Exactly eight years ago on December 25, 2015, I was among the few Pakistanis that was thrilled at Indian Prime Minister Narendra Modi’s visit to Lahore. That visit, at that time, represented the prospect for the two countries to engage as relative equals in terms of sovereign autonomy. India was just coming to terms with what a right-wing Hindu supremacist leader was going to do as the country’s chief executive. Pakistan was winning a devastating war against terror and the economy looked like it would really start to grow.

It is not hard to imagine a positive trajectory for the two countries that were engaged with each other in some manner of diplomatic and economic negotiation. We don’t know what that trajectory may have looked like, but as an optimist, I am willing to concede that it may have been very different from how things ensued.

Just how different? For starters, Pakistan may have been spared its grey-listing at the FATF. Additionally, it may have faced a different kind of posture from the United States and its allies in Afghanistan – one that did not start and end with those countries saddling Pakistan with the blame for their failed (at that time) decade and a half of war in Afghanistan.

It certainly would also have been a very different set of circumstances that then-Prime Minister Nawaz Sharif would have faced. The openly hostile attitude of the military, peaking with the so-called Dawn Leaks fiasco of October 2016, may have gone differently. So much else may have been different thereafter, including the Supreme Court decision that unseated the then PM in late July of 2017. This is largely where there is objectively good reason for peaceniks in Pakistan to be sour – until about mid to late 2017. The problem is that history does not start or end where we would like it to. It is a continuum. How we choose to read history is our prerogative, but the facts don’t change to suit our preferences.

As strongly pro-normalization as I am, it is hard for me to ignore the explicit and unapologetic posture of India’s leaders since 2016. Pakistan has held India responsible for financing and supporting terrorists attacking Pakistan throughout this period, but there are other indicators that are much more obvious.

In 2016, there were 326 ceasefire violations by India across the Line of Control (LOC). In 2017 this number almost tripled to 1,140 ceasefire violations. It then doubled in 2018 to 2,350 and then spiked again to 3,351 in 2019. This escalation isn’t isolated, and it can’t be blamed entirely on whatever India claims Pakistan may have been doing to provoke it.

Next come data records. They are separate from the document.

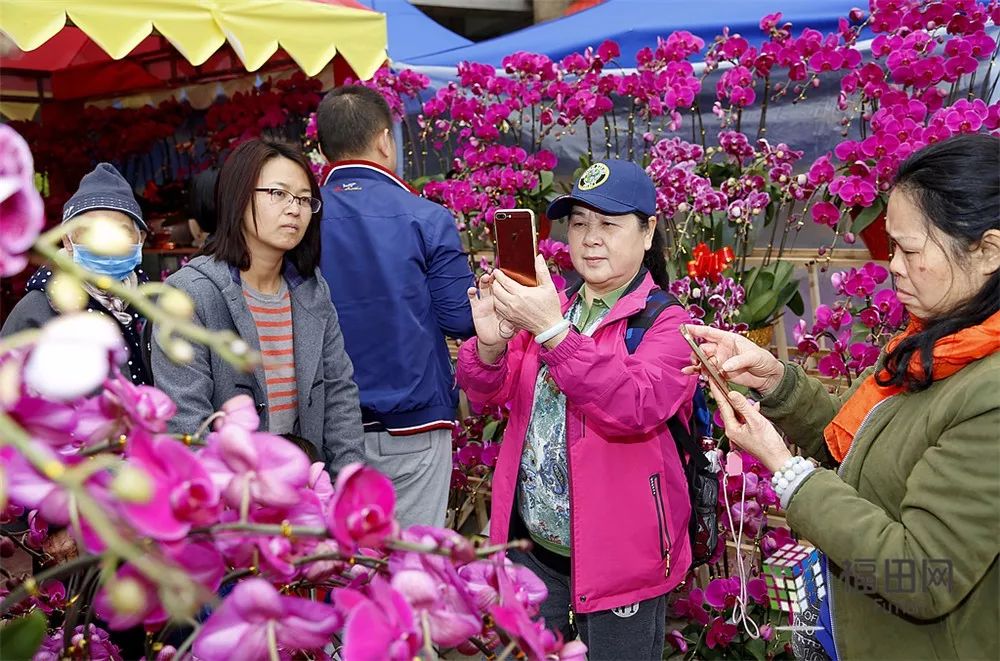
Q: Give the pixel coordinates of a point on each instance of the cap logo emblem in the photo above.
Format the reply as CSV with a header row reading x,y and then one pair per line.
x,y
594,176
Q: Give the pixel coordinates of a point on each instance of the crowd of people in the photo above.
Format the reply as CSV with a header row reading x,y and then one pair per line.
x,y
349,287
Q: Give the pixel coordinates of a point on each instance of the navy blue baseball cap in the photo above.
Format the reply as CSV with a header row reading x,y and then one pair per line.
x,y
613,187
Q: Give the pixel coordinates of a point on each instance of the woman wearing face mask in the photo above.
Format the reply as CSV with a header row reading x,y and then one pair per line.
x,y
904,502
103,194
258,277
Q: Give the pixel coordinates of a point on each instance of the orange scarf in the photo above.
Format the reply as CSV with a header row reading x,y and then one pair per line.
x,y
951,354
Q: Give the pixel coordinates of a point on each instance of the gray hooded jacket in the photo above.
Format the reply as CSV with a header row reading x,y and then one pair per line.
x,y
329,413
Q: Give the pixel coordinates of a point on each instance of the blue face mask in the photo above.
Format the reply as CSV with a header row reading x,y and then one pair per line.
x,y
116,267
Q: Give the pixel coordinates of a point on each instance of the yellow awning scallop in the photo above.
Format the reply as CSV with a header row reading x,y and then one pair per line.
x,y
310,32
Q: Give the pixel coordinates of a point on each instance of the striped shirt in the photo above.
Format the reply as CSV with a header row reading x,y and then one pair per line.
x,y
272,313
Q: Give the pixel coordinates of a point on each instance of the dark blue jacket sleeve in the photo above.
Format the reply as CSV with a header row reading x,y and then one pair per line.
x,y
448,276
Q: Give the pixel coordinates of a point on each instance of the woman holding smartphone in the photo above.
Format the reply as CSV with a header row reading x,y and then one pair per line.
x,y
904,502
588,470
258,277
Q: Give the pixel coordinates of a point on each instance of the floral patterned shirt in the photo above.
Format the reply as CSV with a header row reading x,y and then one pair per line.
x,y
543,481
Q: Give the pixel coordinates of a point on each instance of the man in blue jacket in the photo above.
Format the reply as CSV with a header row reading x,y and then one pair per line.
x,y
398,277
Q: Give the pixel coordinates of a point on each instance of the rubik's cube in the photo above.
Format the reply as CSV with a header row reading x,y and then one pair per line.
x,y
794,577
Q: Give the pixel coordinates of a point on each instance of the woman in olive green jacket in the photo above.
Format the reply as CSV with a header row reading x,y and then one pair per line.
x,y
906,505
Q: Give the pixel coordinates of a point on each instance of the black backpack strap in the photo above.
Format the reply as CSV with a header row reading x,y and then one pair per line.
x,y
656,302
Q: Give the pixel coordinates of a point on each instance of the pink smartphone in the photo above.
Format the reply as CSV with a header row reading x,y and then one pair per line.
x,y
516,244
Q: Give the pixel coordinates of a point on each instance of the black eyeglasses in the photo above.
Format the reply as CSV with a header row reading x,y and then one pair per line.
x,y
281,196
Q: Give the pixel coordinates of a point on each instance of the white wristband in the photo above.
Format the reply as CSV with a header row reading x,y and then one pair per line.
x,y
549,333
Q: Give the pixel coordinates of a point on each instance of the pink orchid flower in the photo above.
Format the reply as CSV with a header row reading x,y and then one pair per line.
x,y
265,468
254,612
21,205
182,492
380,626
361,513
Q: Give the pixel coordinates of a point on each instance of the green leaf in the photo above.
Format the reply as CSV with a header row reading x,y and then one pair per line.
x,y
782,273
764,282
750,277
758,309
21,638
796,304
868,216
786,293
758,648
490,429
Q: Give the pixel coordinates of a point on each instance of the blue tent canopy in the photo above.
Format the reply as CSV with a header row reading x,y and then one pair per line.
x,y
413,34
637,23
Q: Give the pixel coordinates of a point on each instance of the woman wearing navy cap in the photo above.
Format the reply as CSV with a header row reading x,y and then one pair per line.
x,y
588,469
104,193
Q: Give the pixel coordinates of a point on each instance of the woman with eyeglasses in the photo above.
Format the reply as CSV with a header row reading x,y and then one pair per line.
x,y
258,276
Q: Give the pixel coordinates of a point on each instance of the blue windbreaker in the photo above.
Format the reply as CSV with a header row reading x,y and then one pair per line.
x,y
398,277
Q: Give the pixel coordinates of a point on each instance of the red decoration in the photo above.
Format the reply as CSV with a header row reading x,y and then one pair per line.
x,y
707,264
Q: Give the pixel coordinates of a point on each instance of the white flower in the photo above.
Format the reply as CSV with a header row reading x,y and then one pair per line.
x,y
73,355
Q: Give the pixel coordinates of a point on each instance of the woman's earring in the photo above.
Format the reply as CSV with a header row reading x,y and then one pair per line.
x,y
506,329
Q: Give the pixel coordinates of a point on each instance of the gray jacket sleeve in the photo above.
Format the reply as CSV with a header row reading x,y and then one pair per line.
x,y
32,311
343,433
190,385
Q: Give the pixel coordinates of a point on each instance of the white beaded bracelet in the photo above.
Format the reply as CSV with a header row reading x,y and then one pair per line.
x,y
549,333
786,480
792,468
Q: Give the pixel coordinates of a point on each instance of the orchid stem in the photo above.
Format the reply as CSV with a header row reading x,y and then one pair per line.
x,y
266,529
507,651
186,645
19,593
272,642
220,341
209,420
425,625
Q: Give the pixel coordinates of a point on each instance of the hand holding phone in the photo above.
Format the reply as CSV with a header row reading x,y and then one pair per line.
x,y
708,367
516,244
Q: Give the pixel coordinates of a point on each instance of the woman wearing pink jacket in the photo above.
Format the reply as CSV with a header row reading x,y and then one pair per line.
x,y
588,470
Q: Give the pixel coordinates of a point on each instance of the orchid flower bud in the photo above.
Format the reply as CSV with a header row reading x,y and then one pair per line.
x,y
106,237
66,293
132,485
126,595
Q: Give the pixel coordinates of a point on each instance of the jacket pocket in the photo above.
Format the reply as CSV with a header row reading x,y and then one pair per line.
x,y
661,514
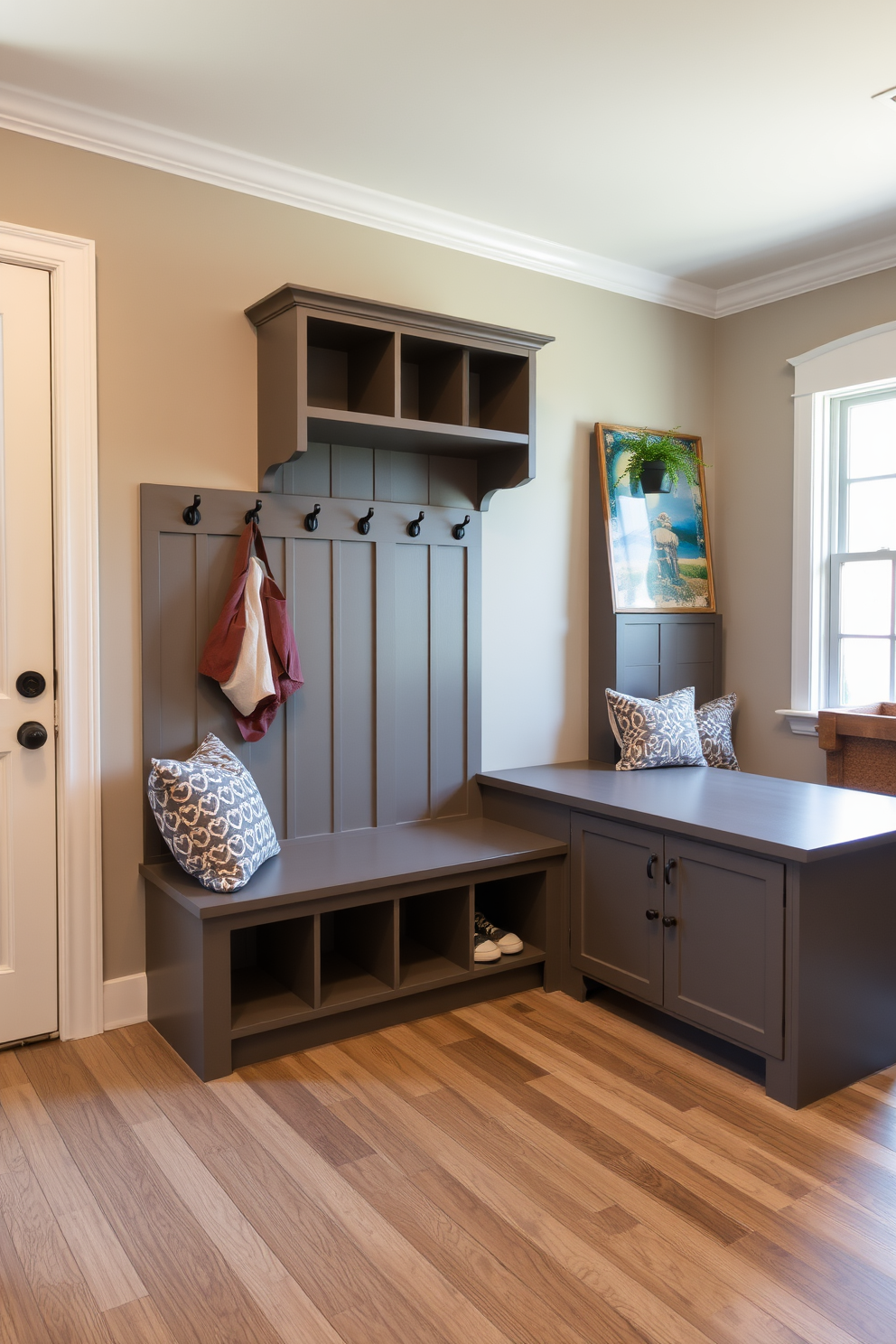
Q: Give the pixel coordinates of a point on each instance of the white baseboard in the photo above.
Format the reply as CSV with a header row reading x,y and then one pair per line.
x,y
124,1000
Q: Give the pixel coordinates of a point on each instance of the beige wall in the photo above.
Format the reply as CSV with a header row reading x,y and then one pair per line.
x,y
178,264
752,534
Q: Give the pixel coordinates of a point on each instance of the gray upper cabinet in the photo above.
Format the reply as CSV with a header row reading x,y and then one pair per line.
x,y
377,378
617,905
689,926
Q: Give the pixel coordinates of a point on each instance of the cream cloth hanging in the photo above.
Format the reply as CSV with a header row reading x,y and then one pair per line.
x,y
251,679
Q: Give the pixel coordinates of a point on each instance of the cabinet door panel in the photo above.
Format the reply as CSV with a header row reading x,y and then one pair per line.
x,y
611,938
724,957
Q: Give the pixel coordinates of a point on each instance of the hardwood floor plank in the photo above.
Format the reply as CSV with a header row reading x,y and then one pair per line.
x,y
66,1305
507,1200
19,1311
107,1272
289,1311
386,1246
524,1171
325,1134
184,1273
138,1322
327,1264
484,1257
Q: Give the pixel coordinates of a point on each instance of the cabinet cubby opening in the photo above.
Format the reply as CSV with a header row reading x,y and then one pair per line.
x,y
350,369
499,391
358,957
520,906
433,380
434,936
272,972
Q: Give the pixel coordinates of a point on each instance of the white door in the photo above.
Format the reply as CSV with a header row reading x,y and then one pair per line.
x,y
27,754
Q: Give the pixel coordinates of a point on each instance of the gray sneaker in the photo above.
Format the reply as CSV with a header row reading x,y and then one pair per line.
x,y
504,941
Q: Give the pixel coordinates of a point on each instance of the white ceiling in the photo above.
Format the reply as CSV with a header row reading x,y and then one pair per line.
x,y
700,139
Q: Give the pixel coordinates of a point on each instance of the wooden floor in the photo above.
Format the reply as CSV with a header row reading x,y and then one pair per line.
x,y
532,1170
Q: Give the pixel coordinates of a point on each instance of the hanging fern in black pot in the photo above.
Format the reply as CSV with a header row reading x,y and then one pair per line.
x,y
658,462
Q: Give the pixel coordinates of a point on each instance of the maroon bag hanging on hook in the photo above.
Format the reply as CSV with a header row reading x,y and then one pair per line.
x,y
222,648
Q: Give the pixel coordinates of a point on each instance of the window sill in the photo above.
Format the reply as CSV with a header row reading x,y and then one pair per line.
x,y
802,722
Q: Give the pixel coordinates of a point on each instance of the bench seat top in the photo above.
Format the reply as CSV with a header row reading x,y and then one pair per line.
x,y
359,861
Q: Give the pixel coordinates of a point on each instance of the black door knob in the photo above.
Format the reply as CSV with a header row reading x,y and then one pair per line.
x,y
30,685
31,735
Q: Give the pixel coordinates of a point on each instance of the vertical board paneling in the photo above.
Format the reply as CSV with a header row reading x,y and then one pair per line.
x,y
449,680
178,655
309,473
266,760
355,677
312,705
411,683
214,713
386,726
352,473
453,481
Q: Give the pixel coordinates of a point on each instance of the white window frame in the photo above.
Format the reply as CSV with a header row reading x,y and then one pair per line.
x,y
864,362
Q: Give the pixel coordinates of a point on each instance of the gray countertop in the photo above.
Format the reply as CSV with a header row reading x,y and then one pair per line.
x,y
358,861
780,817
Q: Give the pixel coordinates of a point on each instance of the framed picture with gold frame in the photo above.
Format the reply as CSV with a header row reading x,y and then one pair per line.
x,y
656,525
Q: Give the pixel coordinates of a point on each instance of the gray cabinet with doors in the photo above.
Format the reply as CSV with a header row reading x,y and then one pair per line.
x,y
779,906
689,926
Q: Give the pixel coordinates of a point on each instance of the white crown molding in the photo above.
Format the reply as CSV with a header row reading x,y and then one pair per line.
x,y
809,275
152,146
201,160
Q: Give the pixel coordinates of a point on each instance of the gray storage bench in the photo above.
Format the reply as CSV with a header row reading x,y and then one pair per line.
x,y
342,934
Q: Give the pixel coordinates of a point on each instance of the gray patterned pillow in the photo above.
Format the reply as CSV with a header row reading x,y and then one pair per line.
x,y
714,724
211,816
655,733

It isn’t just across the LOC that India has consistently sought to raise temperatures.

The year 2016 represented a major shift. First, India claimed that it had conducted ‘surgical strikes’ in Pakistani territory. Pro-normalization peaceniks like me were assured then — by senior officials in Pakistan and by pro-normalization voices within India — to ignore India’s posturing, that it was only for the newspapers, and to persist with the vision for a strong and peaceful South Asia. Pakistan officially took the same position that pro-normalization folks here were encouraged to take: to let the surgical strikes claim be and not react to them. They were fictions that some Indians needed for their internal consumption.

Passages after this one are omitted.